A patching utility against crypto-malware Operation Global III (OG3) has been created, to prevent users from paying the ransom and free their files in a simple and efficient manner.

The tool, developed by malware researcher Nathan Scott, takes advantage of the fact that the authors of the threat did not do too good of a job and actually left the decryption keys within easy reach.

In a video published on YouTube (available below), Scott says that after the file encryption finishes, a lock screen showing the ransomware message is enabled.

OG3 is not the work of professionals

The text is a combination of police scareware and crypto-malware because the communication claims to be from law enforcement as a result of copyright infringement. The victim is informed that the penalties for the alleged offense are five years in a federal prison and a $250,000 / €202,000 fine.

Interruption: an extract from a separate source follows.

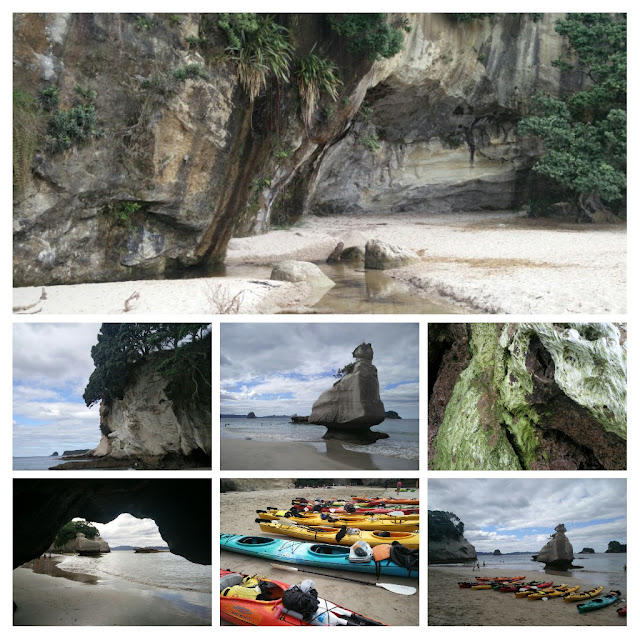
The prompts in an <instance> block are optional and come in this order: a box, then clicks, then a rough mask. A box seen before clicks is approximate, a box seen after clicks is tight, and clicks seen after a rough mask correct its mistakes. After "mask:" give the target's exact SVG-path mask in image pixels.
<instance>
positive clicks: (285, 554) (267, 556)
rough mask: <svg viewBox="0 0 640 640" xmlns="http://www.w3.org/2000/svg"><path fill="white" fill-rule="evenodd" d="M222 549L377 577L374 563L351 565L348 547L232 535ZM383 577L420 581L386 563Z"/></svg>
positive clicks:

However, since no previous misconduct has been recorded, a $250 / €202 fine, payable in bitcoin digital currency, would settle the matter. The victim is also informed that all the files available on the storage unit have been encrypted.

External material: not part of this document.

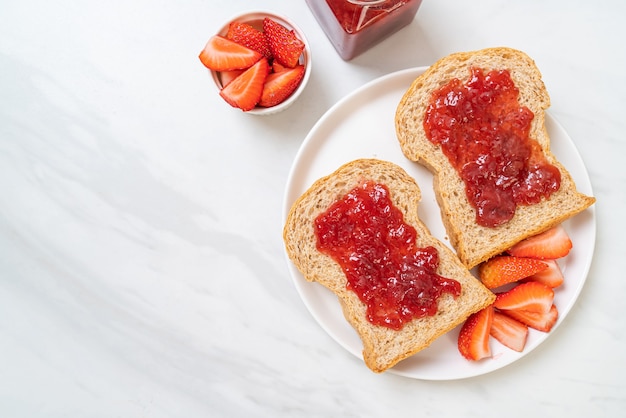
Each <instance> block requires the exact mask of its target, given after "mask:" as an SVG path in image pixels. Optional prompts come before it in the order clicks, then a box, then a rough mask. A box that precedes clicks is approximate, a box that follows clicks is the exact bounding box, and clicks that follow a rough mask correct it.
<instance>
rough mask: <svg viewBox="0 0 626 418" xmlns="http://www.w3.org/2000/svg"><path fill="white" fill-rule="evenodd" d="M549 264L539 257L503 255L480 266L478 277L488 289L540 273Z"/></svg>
mask: <svg viewBox="0 0 626 418" xmlns="http://www.w3.org/2000/svg"><path fill="white" fill-rule="evenodd" d="M547 268H548V265H547V264H546V263H545V262H543V261H541V260H537V259H533V258H524V257H514V256H509V255H502V256H497V257H493V258H491V259H489V260H487V261H485V262H484V263H482V264H481V265H480V266H479V267H478V277H479V278H480V280H481V281H482V282H483V284H484V285H485V286H486V287H487V288H488V289H495V288H496V287H500V286H503V285H505V284H509V283H513V282H517V281H519V280H521V279H525V278H526V277H528V276H532V275H533V274H536V273H539V272H541V271H543V270H545V269H547Z"/></svg>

An analysis of the affected data showed the researcher that the decryption keys were present inside each encrypted file. From this to creating an automated tool that reversed the process was just a step.

The cybercriminals did their best to make sure that the affected user had no other choice but to pay the “fine” and locked the display to the ransom message; but they failed to do a proper job as the simple use of the Alt+Tab key combination allows switching to opened apps, giving the opportunity to download the patch and launch it.

Glitches may occur during the decryption process

Items encrypted with OG3 are appended the EXE extension and trying to run them actually starts the malware. This way it can spread to other systems, especially since it also targets network shares.

The path tool requires only one click, and when the ransomware screen disappears, it means that the action of the malware has been reversed and clicking on any infected file automatically decrypts it.

All the flaws in OG3 indicate that inexperienced cybercriminals are behind the operation, even if the ransom payment is demanded in bitcoins.

Despite the existence of an antidote for the malware, there may be instances where the decryption process may not work as expected.

Scott drew attention to the fact that ZIP archives are not restored in their original location, but in the temporary folder, but other issues may also arise from cybercriminal’s faulty implementation of the decryption process.

Even if OG3 is a simple ransomware whose effects can be reversed, plenty of users can easily fall for the trap. The best protection against ransomware that can encrypt data is to maintain an updated backup file with all the important data in an area unconnected to the computer. If disaster strikes, the computer can be wiped and the information restored from the backup.